Imagine anyone being so ill informed that they think being able to apply for loans from FEMA - that you may get after fighting with FEMA for months or years - makes all those who lost their homes perfectly fine now
Then again, I can't imagine anyone laughing at the plight of these people like we saw earlier in this thread
Meanwhile back in the real world, Maui residents worry a rebuilt Lahaina could slip into the hands of wealthy outsiders (including big Democrat donors)
A fast-moving wildfire that incinerated much of the compact coastal settlement last week has multiplied concerns that any homes rebuilt there will be targeted at affluent outsiders seeking a tropical haven. That would turbo-charge what is already one of Hawaii’s gravest and biggest challenges: the exodus and displacement of Native Hawaiian and local-born residents who can no longer afford to live in their homeland.
“I’m more concerned of big land developers coming in and seeing this charred land as an opportunity to rebuild,” Palalay said Saturday at a shelter for evacuees.

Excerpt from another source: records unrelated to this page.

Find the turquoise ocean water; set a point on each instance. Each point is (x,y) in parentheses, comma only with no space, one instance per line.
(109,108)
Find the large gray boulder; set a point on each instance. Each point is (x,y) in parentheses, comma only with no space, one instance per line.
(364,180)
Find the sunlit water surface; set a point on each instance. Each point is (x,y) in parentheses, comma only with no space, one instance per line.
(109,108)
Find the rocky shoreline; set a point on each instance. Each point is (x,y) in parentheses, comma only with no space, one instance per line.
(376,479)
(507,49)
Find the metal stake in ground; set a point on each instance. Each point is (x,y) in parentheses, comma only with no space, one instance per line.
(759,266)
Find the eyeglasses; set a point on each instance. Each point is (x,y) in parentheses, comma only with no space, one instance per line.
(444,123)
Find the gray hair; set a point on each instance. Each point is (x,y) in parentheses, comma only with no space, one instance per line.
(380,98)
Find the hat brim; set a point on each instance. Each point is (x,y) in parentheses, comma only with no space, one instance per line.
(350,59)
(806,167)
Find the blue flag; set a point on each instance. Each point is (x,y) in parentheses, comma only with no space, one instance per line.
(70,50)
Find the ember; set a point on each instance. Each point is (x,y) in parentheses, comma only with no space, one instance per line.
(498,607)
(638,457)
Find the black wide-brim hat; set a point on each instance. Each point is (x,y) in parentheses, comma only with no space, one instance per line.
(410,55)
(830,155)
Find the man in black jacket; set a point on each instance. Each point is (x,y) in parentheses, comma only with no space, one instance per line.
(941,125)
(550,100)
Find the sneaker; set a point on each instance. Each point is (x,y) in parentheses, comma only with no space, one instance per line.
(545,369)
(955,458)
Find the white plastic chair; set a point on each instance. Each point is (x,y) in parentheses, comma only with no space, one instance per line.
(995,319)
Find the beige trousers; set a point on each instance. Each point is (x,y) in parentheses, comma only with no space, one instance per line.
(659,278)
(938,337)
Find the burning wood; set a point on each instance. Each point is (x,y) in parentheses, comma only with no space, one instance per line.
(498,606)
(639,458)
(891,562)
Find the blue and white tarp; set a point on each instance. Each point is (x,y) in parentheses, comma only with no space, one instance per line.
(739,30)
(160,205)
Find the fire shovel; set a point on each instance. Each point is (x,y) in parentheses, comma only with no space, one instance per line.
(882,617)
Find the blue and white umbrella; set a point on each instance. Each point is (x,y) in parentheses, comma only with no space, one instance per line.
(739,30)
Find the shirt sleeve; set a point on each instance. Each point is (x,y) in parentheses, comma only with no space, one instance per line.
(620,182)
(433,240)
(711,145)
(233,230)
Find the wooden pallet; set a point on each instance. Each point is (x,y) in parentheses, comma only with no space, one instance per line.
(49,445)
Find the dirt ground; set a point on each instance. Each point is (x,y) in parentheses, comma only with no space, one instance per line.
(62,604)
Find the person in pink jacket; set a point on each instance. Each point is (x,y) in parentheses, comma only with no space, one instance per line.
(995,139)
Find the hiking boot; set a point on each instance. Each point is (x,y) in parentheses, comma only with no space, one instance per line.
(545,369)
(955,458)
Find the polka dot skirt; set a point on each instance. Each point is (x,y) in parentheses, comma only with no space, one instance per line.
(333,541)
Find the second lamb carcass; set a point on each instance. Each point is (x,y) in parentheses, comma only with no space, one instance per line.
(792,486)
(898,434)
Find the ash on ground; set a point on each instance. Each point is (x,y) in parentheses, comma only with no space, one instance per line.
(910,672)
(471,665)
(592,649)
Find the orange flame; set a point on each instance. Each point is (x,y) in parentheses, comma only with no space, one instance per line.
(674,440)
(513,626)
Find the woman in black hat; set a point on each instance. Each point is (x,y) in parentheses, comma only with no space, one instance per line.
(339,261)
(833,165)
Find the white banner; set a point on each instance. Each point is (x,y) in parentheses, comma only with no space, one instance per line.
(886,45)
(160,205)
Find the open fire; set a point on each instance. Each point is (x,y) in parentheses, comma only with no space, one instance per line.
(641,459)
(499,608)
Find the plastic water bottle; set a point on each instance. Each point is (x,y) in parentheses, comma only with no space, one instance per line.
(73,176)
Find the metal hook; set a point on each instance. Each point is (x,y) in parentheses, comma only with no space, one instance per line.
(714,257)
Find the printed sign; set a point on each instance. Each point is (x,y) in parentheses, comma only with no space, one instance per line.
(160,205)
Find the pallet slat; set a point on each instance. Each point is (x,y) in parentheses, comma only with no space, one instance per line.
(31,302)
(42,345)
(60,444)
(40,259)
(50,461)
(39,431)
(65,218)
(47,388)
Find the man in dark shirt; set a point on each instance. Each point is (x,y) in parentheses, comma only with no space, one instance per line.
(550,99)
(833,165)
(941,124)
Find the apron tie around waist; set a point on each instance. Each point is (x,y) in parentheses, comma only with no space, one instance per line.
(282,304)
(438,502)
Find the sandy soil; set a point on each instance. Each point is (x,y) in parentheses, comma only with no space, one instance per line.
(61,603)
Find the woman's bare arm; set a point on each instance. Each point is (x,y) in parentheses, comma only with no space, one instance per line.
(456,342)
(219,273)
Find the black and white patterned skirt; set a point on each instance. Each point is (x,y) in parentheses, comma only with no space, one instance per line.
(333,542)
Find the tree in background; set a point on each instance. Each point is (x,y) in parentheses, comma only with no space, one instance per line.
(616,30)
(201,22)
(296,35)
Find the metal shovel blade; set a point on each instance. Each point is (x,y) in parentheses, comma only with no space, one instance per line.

Hotels and condos “that we can’t afford, that we can’t afford to live in — that’s what we’re afraid of,” he said.
.
.
The blaze torched Palalay’s restaurant, his neighborhood, his friends’ homes and possibly even the four-bedroom house where he pays $1,000 monthly to rent one room. He and his housemates haven’t had an opportunity to return to examine it themselves, though they’ve seen images showing their neighborhood in ruins.
.
.
The median price of a Maui home is $1.2 million, putting a single-family home out of reach for the typical wage earner. It’s not possible for many to even buy a condo, with the median condo price at $850,000.
Sterling Higa, the executive director of Housing Hawaii’s Future, a nonprofit organization that advocates for more housing in Hawaii, said the town is host to many houses that have been in the hands of local families for generations. But it’s also been subject to gentrification.
“So a lot of more recent arrivals — typically from the American mainland who have more money and can buy homes at a higher price — were to some extent displacing local families in Lahaina,” Higa said. It’s a phenomenon he has seen all along Maui’s west coast where a modest starter home two decades ago now sells for $1 million.
Residents with insurance or government aid may get funds to rebuild, but those payouts could take years and recipients may find it won’t be enough to pay rent or buy an alternate property in the interim.
Many on Kauai spent years fighting for insurance payments after Hurricane Iniki slammed into the island in 1992 and said the same could happen in Lahaina, Higa said.
“As they deal with this — the frustration of fighting insurance companies or fighting (the Federal Emergency Management Agency) — many of them may well leave because there are no other options,” Higa said.